Dead Rhetoric: You’ve released two videos for the new record – what are your feelings on the video medium these days compared to the early Headbangers’ Ball days, do you think this is as important for promotion in the social media driven marketplace?

Gabriel: It’s hard for me to tell you anything about Headbanger’s Ball because when it was most popular in the past, I was too young. I never saw this program- but releasing video clips I think is the best possible way to promote a band at the moment. Of course, it’s kind of expensive, but it’s worth it to do this. For example, I’m that kind of a person who wants to watch music videos. When I was younger I was watching video clips on MTV or here in Europe we had a cable channel called Viva, a German music channel. There was also Viva Rocks, and even now I love to see music videos on YouTube. It’s a great thing to not only hear the music but also see the musicians performing the song in the video – it’s the same with live shows. I think music videos are very important to be visible. If we would have the possibility we would do video clips for all of our songs, but we don’t so I think these two videos are enough.

Dead Rhetoric: How would you describe the Polish metal scene currently – is their healthy support for bands, venues, promoters from the fans not just for the international bands but also the local up and coming acts?

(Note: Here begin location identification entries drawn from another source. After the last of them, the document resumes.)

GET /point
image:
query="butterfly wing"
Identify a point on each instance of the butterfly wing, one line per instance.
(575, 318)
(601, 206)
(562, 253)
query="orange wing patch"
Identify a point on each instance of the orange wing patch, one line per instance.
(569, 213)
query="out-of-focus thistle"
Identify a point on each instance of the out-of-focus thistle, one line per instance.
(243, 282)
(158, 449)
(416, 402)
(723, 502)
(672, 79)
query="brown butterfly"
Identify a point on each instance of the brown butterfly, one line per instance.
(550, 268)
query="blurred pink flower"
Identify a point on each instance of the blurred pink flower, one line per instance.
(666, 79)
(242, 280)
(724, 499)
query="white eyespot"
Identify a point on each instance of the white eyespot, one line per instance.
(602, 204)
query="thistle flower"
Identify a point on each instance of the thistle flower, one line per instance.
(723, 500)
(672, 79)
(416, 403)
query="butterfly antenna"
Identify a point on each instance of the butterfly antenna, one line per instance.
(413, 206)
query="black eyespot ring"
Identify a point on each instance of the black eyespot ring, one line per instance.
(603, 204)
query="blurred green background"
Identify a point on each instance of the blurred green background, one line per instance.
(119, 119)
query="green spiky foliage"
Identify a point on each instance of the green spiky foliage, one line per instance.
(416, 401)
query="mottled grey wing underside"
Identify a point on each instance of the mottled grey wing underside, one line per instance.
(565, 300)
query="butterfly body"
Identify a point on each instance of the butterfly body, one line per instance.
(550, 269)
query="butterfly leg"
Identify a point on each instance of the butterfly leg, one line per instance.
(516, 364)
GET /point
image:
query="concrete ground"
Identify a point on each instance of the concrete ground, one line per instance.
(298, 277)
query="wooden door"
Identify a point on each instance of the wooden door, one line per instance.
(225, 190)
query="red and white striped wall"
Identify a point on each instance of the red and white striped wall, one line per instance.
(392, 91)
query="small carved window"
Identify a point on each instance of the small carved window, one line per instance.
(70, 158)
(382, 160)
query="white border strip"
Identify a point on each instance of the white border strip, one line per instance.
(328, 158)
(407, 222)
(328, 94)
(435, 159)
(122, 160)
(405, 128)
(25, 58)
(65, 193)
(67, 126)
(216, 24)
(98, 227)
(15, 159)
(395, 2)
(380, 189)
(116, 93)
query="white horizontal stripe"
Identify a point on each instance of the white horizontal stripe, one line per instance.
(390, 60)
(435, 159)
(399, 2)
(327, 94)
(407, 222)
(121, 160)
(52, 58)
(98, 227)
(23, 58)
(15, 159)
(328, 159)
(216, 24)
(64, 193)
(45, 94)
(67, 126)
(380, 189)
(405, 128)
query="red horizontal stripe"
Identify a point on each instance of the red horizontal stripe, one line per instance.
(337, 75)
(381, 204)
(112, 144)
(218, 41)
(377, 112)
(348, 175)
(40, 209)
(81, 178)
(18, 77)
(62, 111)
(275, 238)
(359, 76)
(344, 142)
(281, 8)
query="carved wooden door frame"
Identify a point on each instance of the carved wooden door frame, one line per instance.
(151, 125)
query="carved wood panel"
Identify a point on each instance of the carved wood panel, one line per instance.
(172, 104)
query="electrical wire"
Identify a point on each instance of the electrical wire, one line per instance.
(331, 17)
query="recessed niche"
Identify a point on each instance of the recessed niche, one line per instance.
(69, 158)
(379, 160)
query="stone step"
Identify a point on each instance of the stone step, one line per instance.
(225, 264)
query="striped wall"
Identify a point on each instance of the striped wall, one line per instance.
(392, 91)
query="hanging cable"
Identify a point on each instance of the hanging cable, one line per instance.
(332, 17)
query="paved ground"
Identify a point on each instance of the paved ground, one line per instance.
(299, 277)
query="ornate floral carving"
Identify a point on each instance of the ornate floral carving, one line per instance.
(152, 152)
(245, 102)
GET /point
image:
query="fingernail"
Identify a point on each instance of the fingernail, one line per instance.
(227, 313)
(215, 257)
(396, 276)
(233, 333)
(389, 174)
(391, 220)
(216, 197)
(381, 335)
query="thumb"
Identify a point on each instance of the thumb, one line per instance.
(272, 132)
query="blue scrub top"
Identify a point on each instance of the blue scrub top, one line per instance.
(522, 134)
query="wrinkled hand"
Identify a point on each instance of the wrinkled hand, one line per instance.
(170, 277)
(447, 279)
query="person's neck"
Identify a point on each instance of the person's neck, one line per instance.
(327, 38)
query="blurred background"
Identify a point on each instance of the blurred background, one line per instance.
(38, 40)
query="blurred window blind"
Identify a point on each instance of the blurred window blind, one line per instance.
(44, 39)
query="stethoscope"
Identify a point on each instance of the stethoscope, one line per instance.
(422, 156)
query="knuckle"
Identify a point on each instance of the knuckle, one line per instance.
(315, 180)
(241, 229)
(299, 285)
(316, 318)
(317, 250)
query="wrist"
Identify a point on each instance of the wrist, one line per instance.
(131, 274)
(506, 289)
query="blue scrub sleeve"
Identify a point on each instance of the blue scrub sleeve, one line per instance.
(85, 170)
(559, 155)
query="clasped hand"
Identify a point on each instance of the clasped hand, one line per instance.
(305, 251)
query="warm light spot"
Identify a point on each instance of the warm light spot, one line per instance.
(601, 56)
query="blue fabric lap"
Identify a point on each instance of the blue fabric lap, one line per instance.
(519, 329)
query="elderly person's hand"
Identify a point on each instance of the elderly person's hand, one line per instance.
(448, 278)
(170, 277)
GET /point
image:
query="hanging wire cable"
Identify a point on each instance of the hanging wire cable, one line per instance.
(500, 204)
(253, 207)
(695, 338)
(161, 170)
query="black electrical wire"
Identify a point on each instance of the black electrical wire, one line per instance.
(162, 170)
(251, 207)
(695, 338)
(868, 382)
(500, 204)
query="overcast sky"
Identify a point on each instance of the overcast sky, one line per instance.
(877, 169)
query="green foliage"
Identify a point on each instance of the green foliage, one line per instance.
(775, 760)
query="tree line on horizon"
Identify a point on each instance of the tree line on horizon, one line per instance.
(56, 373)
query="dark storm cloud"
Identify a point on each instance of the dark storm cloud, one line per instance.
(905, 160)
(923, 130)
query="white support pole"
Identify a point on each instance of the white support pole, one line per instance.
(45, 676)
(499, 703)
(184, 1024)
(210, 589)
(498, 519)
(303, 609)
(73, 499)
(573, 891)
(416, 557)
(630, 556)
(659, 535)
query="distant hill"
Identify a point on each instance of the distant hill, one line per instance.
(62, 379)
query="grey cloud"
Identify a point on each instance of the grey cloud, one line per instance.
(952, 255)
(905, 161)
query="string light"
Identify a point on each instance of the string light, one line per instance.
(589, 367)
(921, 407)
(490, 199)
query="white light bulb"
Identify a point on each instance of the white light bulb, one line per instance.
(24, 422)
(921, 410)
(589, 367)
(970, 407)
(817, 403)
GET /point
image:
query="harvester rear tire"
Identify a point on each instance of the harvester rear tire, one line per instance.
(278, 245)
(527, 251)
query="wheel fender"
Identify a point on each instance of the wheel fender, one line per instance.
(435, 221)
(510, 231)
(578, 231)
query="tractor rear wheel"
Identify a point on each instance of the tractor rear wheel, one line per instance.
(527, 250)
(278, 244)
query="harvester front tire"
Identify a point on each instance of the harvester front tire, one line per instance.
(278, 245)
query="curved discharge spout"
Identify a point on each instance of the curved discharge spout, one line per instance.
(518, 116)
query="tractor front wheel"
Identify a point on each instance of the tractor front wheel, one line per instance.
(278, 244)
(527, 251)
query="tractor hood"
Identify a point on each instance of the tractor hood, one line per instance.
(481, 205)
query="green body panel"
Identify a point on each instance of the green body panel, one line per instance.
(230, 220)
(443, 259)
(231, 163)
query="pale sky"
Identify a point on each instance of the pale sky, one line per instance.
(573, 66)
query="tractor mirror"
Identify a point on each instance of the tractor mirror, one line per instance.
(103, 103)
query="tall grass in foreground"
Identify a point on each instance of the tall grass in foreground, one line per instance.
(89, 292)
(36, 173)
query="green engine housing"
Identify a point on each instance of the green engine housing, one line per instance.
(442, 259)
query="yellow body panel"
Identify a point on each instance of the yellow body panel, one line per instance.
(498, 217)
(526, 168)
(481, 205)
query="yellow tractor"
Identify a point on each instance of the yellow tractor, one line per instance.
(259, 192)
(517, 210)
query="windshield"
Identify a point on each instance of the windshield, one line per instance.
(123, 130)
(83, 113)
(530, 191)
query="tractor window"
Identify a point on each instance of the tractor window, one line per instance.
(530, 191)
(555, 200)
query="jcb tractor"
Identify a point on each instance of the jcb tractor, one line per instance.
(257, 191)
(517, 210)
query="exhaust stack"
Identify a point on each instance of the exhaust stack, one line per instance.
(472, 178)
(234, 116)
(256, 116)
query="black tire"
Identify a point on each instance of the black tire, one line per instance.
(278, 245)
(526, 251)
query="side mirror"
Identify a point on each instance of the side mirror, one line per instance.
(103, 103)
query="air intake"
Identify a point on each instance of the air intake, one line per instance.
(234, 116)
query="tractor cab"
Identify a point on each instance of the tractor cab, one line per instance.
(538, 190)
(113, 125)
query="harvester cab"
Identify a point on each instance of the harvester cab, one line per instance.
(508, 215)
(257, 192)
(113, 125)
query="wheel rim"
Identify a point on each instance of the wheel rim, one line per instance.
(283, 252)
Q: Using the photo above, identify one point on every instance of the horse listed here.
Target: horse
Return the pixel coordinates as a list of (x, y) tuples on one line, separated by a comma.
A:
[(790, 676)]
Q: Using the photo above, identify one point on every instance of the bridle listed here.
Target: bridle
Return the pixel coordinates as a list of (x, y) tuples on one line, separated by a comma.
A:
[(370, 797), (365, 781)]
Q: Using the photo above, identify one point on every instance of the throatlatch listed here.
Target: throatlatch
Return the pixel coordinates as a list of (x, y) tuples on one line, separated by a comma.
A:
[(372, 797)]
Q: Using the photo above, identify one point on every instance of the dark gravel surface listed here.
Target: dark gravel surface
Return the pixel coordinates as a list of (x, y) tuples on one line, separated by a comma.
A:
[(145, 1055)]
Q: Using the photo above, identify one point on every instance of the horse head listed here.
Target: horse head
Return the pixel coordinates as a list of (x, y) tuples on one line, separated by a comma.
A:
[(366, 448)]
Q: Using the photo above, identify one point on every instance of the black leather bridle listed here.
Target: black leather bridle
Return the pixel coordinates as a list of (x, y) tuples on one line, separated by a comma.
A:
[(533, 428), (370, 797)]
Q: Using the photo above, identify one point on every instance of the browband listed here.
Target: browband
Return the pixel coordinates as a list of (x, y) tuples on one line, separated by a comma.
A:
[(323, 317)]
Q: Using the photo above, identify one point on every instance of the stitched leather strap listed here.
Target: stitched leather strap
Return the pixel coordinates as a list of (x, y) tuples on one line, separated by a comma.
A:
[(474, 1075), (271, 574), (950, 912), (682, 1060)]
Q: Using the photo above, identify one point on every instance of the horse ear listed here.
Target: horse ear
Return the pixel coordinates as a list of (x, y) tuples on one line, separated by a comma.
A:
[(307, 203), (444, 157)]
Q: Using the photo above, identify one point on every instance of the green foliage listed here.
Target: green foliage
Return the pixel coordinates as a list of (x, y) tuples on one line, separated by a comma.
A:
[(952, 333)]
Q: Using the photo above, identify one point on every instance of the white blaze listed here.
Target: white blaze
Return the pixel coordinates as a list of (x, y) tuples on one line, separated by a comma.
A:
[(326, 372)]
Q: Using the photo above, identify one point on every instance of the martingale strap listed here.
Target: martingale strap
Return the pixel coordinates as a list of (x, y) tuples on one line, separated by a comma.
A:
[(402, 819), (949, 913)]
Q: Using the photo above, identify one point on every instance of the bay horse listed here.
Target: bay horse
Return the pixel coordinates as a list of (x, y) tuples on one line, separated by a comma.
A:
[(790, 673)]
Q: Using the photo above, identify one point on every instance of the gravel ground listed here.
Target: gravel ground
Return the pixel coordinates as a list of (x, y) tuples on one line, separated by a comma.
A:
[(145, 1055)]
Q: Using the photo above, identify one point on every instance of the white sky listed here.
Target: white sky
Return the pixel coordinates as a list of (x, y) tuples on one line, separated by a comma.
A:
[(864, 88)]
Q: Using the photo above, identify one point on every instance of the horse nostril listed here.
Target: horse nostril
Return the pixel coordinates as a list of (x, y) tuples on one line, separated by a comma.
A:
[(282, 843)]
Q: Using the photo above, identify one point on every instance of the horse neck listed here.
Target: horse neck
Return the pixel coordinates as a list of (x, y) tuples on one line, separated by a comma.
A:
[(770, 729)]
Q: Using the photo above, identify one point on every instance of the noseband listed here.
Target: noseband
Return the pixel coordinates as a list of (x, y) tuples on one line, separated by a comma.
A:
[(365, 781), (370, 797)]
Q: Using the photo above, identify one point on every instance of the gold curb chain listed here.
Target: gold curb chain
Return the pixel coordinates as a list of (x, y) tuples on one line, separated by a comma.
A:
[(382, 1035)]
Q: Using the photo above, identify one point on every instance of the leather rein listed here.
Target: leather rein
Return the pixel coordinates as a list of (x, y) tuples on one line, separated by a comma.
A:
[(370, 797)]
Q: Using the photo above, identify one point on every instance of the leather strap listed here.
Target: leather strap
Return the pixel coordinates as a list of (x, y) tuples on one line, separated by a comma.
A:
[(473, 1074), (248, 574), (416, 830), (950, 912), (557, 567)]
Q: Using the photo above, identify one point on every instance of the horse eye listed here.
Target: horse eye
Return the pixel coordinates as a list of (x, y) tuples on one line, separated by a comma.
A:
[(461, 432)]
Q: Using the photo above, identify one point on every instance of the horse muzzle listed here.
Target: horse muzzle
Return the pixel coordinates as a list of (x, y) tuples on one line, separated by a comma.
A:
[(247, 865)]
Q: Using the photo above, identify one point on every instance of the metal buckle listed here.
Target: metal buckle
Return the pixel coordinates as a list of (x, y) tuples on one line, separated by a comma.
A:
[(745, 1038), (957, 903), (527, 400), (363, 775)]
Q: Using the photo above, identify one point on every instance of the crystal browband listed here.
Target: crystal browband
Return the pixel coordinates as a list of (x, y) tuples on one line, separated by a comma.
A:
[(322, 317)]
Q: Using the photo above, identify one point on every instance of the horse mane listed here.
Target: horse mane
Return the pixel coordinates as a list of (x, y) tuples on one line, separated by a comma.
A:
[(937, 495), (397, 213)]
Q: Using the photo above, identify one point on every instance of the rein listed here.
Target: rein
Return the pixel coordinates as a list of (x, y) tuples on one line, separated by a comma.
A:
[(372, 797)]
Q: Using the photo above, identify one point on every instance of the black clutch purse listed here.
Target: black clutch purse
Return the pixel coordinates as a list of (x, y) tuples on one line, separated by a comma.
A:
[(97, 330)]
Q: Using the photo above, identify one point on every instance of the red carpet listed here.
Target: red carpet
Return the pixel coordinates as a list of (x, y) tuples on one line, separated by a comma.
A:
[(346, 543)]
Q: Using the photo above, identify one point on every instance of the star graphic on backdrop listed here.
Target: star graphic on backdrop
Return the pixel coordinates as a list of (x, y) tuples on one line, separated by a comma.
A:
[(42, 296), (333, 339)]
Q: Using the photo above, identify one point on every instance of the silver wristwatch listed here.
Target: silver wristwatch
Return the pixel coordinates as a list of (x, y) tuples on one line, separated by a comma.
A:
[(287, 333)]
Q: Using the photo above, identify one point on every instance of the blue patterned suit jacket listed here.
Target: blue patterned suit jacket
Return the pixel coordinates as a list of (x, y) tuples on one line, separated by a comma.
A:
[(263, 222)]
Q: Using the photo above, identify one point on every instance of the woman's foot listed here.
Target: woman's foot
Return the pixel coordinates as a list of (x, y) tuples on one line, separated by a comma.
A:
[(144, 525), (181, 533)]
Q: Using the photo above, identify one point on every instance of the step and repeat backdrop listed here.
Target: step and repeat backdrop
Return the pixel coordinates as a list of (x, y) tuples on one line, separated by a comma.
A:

Gabriel: I think that the Polish metal scene is doing well. It’s not as good as in Germany for example, we don’t have as many live shows as in other countries in Europe. It’s good, there are still new young bands coming out, and we have some venues of course. The promoters and fans are supportive for bands that are playing here. What is kind of weird here in Poland is the most popular bands are the more brutal kinds of metal, black metal and death metal. We have two huge bands coming from Poland, Vader and Behemoth, they are worldwide known bands. So maybe this is why these genres are so popular in Poland, we have many more smaller bands that are playing in this genre. With Crystal Viper, we are kind of exotic because classic heavy metal and melodic metal is not very popular in our country- but I believe that will change in the future. There are still some younger bands that are fantastic that are coming out playing melodic heavy metal. It’s not bad.